Trainers have been heard talking up their horses since the dawn of the Thoroughbred, so when Serge Foucher, the man who trained Kauto Star when he raced in France, described the horse as “The Extraterrestrial” it sounded like another dose of hype.

He was quoted as saying: “I have not seen a horse like him. There were tears all around here when the owner sold him. I will never encounter another like him. Everyone called him not by his name but, instead, L’Extraterrestre – The Extraterrestrial, because he was not a horse normal for this world.”

In the intervening years Kauto Star’s 12 Grade One victories had added substance to Foucher’s comments, but it was the style of his latest victory, in the William Hill King George VI Chase at Kempton Park, that has elevated him to the pantheon reserved for the greats – and that is official.
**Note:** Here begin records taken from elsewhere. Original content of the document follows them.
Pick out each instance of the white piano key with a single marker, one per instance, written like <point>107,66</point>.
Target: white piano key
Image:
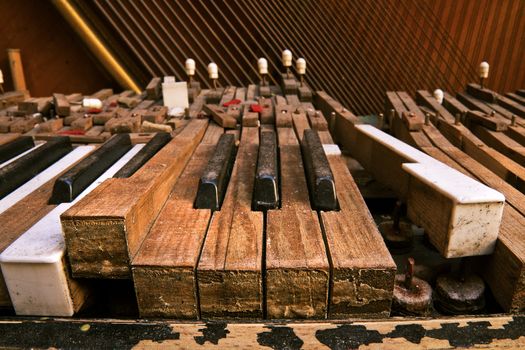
<point>461,215</point>
<point>45,176</point>
<point>34,267</point>
<point>20,155</point>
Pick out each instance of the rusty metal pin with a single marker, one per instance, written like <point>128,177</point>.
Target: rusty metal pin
<point>409,274</point>
<point>457,119</point>
<point>332,121</point>
<point>380,121</point>
<point>396,216</point>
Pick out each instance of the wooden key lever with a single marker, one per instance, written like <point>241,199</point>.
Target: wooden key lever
<point>78,178</point>
<point>151,148</point>
<point>320,178</point>
<point>214,180</point>
<point>266,188</point>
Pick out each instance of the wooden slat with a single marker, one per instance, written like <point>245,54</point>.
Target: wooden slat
<point>230,268</point>
<point>32,208</point>
<point>502,143</point>
<point>362,268</point>
<point>116,216</point>
<point>297,269</point>
<point>164,269</point>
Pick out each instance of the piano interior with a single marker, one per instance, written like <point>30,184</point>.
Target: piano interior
<point>282,179</point>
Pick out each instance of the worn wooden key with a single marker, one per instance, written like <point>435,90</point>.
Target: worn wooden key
<point>149,150</point>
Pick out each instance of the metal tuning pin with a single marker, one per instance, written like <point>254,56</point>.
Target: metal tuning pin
<point>190,69</point>
<point>439,95</point>
<point>287,61</point>
<point>262,64</point>
<point>483,72</point>
<point>213,72</point>
<point>301,68</point>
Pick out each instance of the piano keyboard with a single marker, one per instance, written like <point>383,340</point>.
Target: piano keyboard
<point>251,211</point>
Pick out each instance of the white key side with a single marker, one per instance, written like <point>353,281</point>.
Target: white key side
<point>33,266</point>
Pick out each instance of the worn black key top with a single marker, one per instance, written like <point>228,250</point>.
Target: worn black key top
<point>149,150</point>
<point>214,180</point>
<point>15,147</point>
<point>16,173</point>
<point>266,188</point>
<point>318,174</point>
<point>76,179</point>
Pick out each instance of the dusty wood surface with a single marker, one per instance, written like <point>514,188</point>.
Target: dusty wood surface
<point>116,216</point>
<point>230,268</point>
<point>164,267</point>
<point>508,258</point>
<point>362,268</point>
<point>297,269</point>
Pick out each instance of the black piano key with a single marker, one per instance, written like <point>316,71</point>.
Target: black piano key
<point>213,182</point>
<point>15,147</point>
<point>16,173</point>
<point>148,151</point>
<point>76,179</point>
<point>266,188</point>
<point>318,174</point>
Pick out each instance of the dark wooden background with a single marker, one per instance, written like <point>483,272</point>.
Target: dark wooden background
<point>355,50</point>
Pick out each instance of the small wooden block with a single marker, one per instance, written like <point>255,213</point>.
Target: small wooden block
<point>23,125</point>
<point>152,127</point>
<point>62,107</point>
<point>156,114</point>
<point>214,96</point>
<point>220,117</point>
<point>250,119</point>
<point>51,126</point>
<point>289,85</point>
<point>304,93</point>
<point>103,117</point>
<point>267,114</point>
<point>283,116</point>
<point>83,123</point>
<point>153,89</point>
<point>490,122</point>
<point>265,91</point>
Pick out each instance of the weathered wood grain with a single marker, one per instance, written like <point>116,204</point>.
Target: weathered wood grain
<point>105,229</point>
<point>297,269</point>
<point>229,272</point>
<point>362,269</point>
<point>164,269</point>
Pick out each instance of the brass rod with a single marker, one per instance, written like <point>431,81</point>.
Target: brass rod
<point>96,45</point>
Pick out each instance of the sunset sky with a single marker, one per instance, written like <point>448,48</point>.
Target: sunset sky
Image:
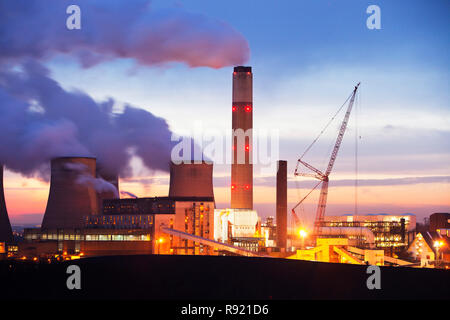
<point>306,58</point>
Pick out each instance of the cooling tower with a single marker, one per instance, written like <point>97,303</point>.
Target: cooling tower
<point>282,204</point>
<point>5,226</point>
<point>191,180</point>
<point>242,123</point>
<point>72,193</point>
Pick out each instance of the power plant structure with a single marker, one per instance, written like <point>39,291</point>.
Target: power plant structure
<point>86,217</point>
<point>111,187</point>
<point>242,125</point>
<point>240,224</point>
<point>5,226</point>
<point>281,204</point>
<point>72,194</point>
<point>192,180</point>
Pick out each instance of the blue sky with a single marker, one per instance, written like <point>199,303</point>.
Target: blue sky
<point>306,57</point>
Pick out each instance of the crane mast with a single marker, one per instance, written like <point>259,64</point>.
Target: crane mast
<point>324,177</point>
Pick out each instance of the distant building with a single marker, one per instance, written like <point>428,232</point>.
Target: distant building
<point>427,247</point>
<point>269,232</point>
<point>238,227</point>
<point>391,231</point>
<point>439,220</point>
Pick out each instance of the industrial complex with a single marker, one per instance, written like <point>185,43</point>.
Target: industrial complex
<point>81,221</point>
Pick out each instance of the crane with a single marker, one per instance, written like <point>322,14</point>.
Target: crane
<point>323,177</point>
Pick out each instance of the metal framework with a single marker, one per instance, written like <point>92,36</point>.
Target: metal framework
<point>323,177</point>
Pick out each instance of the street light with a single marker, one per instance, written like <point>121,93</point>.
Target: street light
<point>160,241</point>
<point>302,233</point>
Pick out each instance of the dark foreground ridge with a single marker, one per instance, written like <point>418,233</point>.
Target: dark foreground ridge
<point>208,277</point>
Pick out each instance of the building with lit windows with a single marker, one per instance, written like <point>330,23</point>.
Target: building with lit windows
<point>238,227</point>
<point>391,232</point>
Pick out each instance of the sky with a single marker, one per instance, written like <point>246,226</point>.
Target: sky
<point>306,58</point>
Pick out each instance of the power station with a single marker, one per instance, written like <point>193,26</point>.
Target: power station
<point>86,217</point>
<point>5,226</point>
<point>72,197</point>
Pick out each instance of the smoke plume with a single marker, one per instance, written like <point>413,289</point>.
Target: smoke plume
<point>40,120</point>
<point>100,185</point>
<point>113,29</point>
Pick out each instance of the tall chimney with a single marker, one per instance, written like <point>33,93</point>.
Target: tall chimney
<point>5,225</point>
<point>242,122</point>
<point>71,196</point>
<point>107,194</point>
<point>282,203</point>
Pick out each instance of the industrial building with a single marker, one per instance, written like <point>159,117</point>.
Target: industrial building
<point>390,232</point>
<point>238,227</point>
<point>123,226</point>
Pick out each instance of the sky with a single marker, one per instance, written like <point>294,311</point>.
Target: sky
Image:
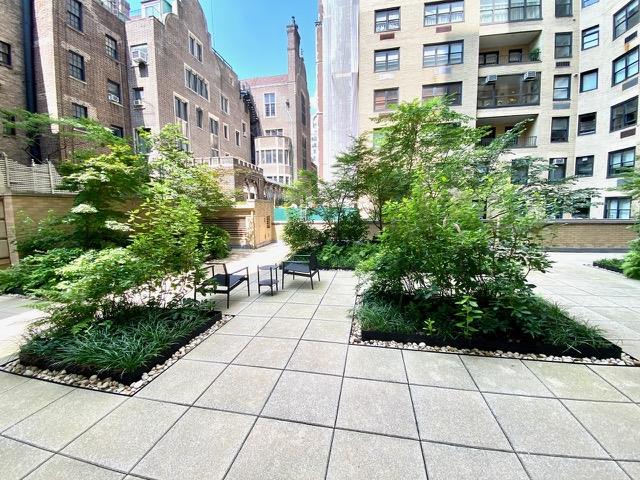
<point>251,34</point>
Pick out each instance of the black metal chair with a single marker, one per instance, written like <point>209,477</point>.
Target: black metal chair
<point>301,266</point>
<point>225,282</point>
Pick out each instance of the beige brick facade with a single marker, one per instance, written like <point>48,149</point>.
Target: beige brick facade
<point>498,42</point>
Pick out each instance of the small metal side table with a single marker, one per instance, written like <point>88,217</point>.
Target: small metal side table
<point>270,279</point>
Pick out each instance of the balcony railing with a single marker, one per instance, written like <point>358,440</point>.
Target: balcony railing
<point>511,100</point>
<point>509,59</point>
<point>520,142</point>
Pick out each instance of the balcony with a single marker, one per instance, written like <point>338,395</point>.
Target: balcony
<point>520,142</point>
The simple facts are that he won the race by a distance that has been calculated at 36 lengths, which extends the previous record winning margin when Captain Christy, a horse who would make most people’s list of great steeplechasers, beat Bula by 30 lengths in 1975.

Paul Nicholls, the man who took over training Kauto Star, was in no doubt about what he had seen. “That’s the best he’s ever been. I don’t know about going backwards – he seems to be going forwards. I think that’s his best performance yet and everything at home, for the last two weeks, suggested it. I knew he’d come on a ton from Haydock [when he won the Betfair Chase]. When you’re training these horses you have targets – you don’t have them at their best by a long way on their first run of the season. You’ve got to let them improve and he’s done nothing but bloom since that day.”
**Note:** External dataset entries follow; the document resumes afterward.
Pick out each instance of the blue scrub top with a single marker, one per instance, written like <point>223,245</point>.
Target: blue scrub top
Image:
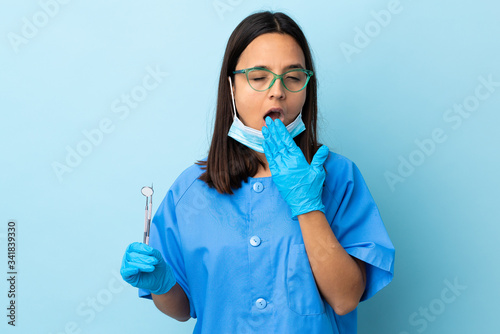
<point>241,259</point>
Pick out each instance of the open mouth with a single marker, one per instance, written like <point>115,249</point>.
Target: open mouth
<point>274,114</point>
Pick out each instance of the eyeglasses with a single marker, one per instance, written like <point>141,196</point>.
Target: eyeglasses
<point>261,79</point>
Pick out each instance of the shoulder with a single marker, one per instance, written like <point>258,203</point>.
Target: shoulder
<point>339,167</point>
<point>186,181</point>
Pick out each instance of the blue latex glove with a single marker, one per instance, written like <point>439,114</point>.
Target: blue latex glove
<point>144,267</point>
<point>300,184</point>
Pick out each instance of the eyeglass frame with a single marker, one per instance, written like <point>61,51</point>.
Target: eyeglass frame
<point>309,74</point>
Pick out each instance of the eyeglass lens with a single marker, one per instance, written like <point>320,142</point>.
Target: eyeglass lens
<point>261,80</point>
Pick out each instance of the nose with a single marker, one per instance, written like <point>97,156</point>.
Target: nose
<point>277,90</point>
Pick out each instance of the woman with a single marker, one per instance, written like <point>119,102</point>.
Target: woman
<point>272,232</point>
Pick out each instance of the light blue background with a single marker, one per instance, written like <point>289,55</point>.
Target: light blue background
<point>72,231</point>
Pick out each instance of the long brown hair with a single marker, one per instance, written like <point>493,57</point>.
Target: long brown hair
<point>229,162</point>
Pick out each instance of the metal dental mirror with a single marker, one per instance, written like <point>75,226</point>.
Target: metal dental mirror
<point>148,192</point>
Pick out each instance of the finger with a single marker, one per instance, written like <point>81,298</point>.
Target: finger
<point>284,135</point>
<point>270,132</point>
<point>320,157</point>
<point>277,136</point>
<point>128,272</point>
<point>141,258</point>
<point>269,156</point>
<point>140,247</point>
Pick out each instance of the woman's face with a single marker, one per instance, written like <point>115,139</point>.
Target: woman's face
<point>278,53</point>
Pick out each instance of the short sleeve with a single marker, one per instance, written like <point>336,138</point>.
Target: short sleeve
<point>357,224</point>
<point>164,236</point>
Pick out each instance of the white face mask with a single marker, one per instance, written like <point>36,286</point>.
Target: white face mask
<point>254,138</point>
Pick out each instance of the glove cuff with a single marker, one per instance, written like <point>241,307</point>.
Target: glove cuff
<point>165,287</point>
<point>309,208</point>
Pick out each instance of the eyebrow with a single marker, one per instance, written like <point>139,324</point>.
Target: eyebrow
<point>288,67</point>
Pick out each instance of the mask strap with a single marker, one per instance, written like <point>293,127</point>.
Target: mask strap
<point>232,96</point>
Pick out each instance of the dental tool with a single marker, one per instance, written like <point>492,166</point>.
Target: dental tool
<point>148,192</point>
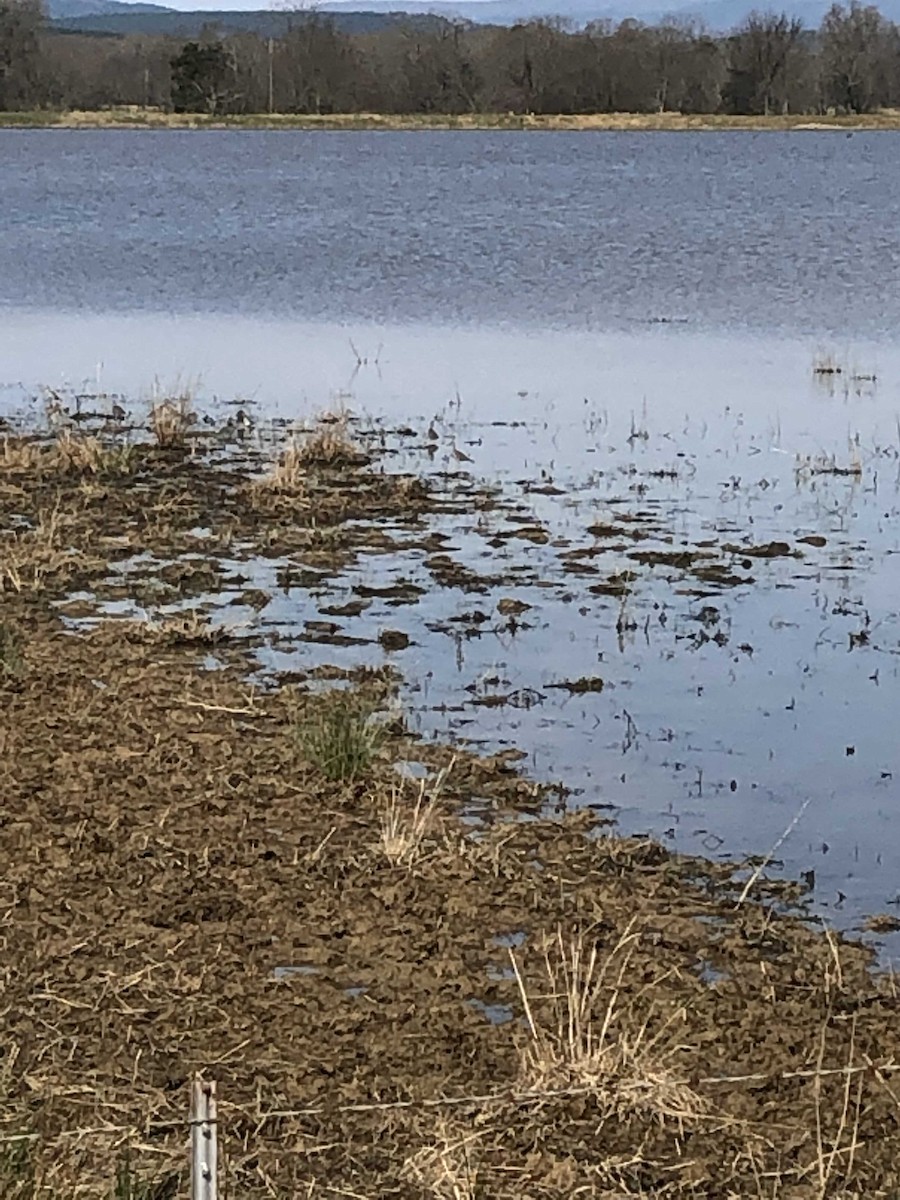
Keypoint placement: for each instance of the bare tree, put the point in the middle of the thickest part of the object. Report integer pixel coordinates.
(763, 54)
(855, 43)
(21, 23)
The rare flowering of a true great left Phil Smith, the British Horseracing Authority’s head of handicapping, with a conundrum. His job revolves around weights and measures, deciding what weight should be allocated to each horse in a handicap to provide the measure of equality required. When it comes to assessing the stellar end of the scale there is also an element of setting performances within historical context and Smith was already dusting off his slide-rule and calculator.
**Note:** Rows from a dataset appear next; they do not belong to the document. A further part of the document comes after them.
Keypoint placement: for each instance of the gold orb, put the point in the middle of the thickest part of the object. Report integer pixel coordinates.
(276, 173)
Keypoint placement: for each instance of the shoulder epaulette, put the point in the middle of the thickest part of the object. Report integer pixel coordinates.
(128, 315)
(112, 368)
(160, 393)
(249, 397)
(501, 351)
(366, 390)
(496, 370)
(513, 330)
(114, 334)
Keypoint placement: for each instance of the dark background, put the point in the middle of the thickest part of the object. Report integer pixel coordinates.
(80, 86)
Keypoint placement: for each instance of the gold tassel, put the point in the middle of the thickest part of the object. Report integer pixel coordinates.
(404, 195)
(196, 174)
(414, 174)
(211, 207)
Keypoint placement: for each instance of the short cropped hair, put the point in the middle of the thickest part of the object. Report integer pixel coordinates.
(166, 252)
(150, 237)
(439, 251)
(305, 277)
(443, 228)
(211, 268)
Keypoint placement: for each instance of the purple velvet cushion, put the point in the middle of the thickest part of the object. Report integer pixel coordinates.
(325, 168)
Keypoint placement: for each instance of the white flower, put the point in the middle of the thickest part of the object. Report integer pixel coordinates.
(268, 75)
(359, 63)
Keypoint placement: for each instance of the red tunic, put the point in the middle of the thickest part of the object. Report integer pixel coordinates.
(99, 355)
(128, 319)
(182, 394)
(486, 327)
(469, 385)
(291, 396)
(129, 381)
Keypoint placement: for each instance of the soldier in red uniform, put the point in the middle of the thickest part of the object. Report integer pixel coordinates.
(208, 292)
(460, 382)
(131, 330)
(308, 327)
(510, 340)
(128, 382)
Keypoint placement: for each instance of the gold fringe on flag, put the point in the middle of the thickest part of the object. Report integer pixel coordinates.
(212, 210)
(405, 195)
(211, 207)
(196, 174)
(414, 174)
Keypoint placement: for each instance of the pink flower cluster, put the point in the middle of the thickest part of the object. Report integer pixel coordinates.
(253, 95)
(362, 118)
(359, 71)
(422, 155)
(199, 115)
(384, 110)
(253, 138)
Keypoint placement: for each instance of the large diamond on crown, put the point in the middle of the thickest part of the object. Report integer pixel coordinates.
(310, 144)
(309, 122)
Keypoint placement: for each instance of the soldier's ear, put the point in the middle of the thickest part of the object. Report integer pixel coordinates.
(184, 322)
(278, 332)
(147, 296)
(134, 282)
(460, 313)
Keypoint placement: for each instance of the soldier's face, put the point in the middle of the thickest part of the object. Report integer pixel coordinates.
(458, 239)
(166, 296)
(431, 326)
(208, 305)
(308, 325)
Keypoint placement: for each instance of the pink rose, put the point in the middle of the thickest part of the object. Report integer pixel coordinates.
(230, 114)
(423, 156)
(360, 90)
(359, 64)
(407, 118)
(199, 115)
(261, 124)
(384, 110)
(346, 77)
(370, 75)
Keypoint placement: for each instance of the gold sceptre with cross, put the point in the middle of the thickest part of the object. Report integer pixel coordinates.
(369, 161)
Minutes after the race he was simply trying to take in the magnitude of what he and 22,000 others had just witnessed. “You don’t see King Georges won like that,” he said. “It looked a good field to me beforehand – there was only Denman and the Irish horses missing. I thought he’d win by 10 lengths.”

Smith was left with two alternatives. Believe that the likes Madison Du Berlais in second, third-placed Barbers Shop and Nacarat – whose trail-blazing pace had set up a time that was eight seconds faster than the Grade One novice chase on the same card –  had all run below par or accept that this was the steeplechasing performance of this decade and a couple of others.

“Even if we go on Barbers Shop at 156 Kauto’s got to be high 180s, low 190s and that’s leaving Barbers Shop on 156. And if Barbers Shop came here for the Racing Post Chase on 156 you’d back him. So you think that I’ve got to do something with him because he’s beaten Nacarat – who’s 162.”

What Smith decided to do was to raise Kauto Star’s rating to 195, which puts him 10lbs ahead of Desert Orchid, who achieved his best performance when carrying 12st 3lb to victory in the 1990 Racing Post Chase at Kempton.

Handicappers tend to place more value on handicap form because these races are run at a truer pace but Nacarat ensured the tempo to overcome that caveat and Kauto Star did the rest. “The race was set up for
him to put up a great performance,” Smith pointed out. “It was like one of the race with Coe and Ovett, where they had pacemakers to set world-record times, and it was that type of race.”

If Kauto Star’s next race, which will be the totesport Cheltenham Gold Cup in March, is not to turn into a very private affair a contender needs to arrive pretty quickly.

The best of the Irish prospects are running in the Lexus Chase at
Leopardstown today and Imperial Commander (who was badly let down by his jumping in the King George) has an outside chance but the most realistic opposition is closer to home with Kauto Star’s stable companion, Denman, who laid down his own marker when he lumped top weight around Newbury to win the Hennessy Gold Cup at Newbury.

However, to put that into perspective, Denman won the Hennessy off a rating of 174. If Kauto Star had run of that mark, and put in this performance, he might have won by the length of Oxford Street. “Denman put his name in the hat with an awesome performance, Kauto’s gone and done the same now,” Nicholls said. “Denman’s got another run of course [in the Aon
Chase at Newbury], but it’s going to make thing really interesting come March.”

If Denman can make a fight of it then we could be in for a race that is out of this world.